The MSNBC anchor misses show business so desperately that "I will do anything short of pornography" to be on set
Topics: olympus has fallen, the west wing, MSNBC, lawrence o'donnell, Ashley Judd, Monk, Homeland, Editor's Picks, Media Criticism, Entertainment News
Lawrence O’Donnell is, even by the standards of MSNBC anchors, a busy guy. The host of “The Last Word” (which airs nightly at 10 p.m.), O’Donnell has long enjoyed a sideline career as an actor, appearing in the television series “Big Love,” “Homeland,” and “Monk,” among others; he also served as an executive producer for “The West Wing.”
The news anchor is about to hit movie screens in perhaps his highest-profile cameo yet, as a news anchor (for a generic news network, explicitly not MSNBC) in the action drama “Olympus Has Fallen,” which depicts an attack by North Koreans upon the White House and features Aaron Eckhart and potential Senate candidate Ashley Judd as the president and first lady. We spoke to O’Donnell about his unusual career, why Jim Lehrer would never do what he does, and his future in Hollywood.
Why do you say yes when offered films? The director of “Olympus Has Fallen” told us that he’d reached out to many news anchors, including CNN’s Don Lemon, and only you were able to do it.
Because I miss show business so desperately that I will do anything short of pornography at this point to hang around sets and have fun.

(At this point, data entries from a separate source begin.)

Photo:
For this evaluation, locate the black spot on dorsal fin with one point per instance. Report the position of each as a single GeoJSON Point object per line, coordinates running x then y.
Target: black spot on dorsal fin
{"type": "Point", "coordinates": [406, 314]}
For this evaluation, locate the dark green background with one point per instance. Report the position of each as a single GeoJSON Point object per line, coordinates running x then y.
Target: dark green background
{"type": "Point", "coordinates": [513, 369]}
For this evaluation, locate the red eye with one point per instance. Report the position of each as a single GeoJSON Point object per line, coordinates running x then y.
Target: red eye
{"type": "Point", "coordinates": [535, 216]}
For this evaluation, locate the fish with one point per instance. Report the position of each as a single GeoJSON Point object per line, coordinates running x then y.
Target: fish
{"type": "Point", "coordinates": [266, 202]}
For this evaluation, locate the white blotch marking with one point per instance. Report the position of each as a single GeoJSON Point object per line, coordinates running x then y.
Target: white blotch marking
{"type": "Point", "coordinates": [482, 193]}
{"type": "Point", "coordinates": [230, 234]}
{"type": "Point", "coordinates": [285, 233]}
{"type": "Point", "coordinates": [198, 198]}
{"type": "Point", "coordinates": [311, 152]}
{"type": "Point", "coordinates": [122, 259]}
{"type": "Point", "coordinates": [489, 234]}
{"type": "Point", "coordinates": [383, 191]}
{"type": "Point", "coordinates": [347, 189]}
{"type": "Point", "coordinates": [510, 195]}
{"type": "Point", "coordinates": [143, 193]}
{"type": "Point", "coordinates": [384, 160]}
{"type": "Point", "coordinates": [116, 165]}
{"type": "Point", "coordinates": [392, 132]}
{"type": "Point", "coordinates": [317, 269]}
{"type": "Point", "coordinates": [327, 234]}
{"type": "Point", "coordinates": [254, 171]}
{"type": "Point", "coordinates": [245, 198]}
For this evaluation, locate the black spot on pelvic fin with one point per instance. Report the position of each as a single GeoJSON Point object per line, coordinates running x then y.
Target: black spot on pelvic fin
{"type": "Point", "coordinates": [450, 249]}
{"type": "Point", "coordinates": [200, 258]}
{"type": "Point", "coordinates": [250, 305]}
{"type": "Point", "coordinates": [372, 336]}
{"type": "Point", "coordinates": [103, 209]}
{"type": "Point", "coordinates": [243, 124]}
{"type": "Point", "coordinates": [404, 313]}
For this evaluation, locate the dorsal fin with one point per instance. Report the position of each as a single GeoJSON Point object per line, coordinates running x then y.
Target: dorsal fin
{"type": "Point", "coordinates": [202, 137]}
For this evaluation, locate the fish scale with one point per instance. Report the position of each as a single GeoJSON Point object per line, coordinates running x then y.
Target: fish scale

Sets are really fun workplaces and everyone there is creative and energetic. These are the most creative electricians in the world. They’re not the electricians who come to your house. They’re the most creative carpenters, the most creative carpenters, writers, directors, directors of photography: there’s a great spirit to a film set that is unique in American workplaces by far. And it is the most fun I’ve had in my professional life.
Do you try to import some of that moviemaking magic onto the set of your nightly show?
The comparison is tragic for me. What I’d love to have is a crawl at the bottom of the screen, reading: “You are watching an unrehearsed first draft.”
Both of those things are just horrendous notions to me: To put something onscreen unrehearsed is just madness. To expose a first draft to anyone’s ears other than your own is indecent. And we combine those two sins against good writing every night, and throw it out there. And so every show we do offends my artistic sensibilities in some ways.
It’s the cruelest deadline I’ve ever been exposed to. All writers are forced to live within deadlines, and deadlines determine how good they can be. If you have five weeks to write an episode of television or seven months to write a movie or several years to write a book, each of those things is going to be better than a live television show. Luckily, the audience is apparently understanding, and they forgive much.
What compelled you to say yes to this film — which has a pretty shocking, unbelievable plot?
The part of that script that appealed to me were my lines. That’s all I know about that script. I haven’t seen another page of that script. I only know what happens based only on the lines I read. It might be the only time I did a project like that where I did nothing but read my lines. It’s a movie I couldn’t possibly conceive of in my wildest dreams. I’m too grounded in reality. That’s what the creative members of the Writers’ Guild are for.
There’s another one coming along with pretty much the same concept, with Channing Tatum. [“White House Down,” another film about a coup in the White House, is set to be released this summer.] I got a call last week, asking, Would I do same thing in that movie? Would I do a newscaster thing about the White House being taken over? I said, Oh yeah, sure.
The day before I was going to do it, they discovered [I was in “Olympus Has Fallen”]. I’d forgotten about the other movie. It was filmed months ago. I would have alerted them to it. But maybe it’d be kind of funny — this is the guy who pretends the White House has been taken over.
Do you worry appearing on television and in films might dilute your authority?
Luckily, I have no authority to lose, so there’s no risk. At “The West Wing,” I cast newscasters, and when you put out a casting call for actors, half of the people who come in are real local L.A. newscasters. Each time, I ended up hiring one of them, because they’re better at it. Big surprise! A newscaster is better at playing a newscaster than an actor is. The truth is that most people who see this movie have no idea. They haven’t seen [“Last Word”] before. You have to understand how tiny the audiences are are for cable news. Maybe one-seventh of the people who see Brian Williams’s show see me. You could put me in movies, and most people wouldn’t know who i am.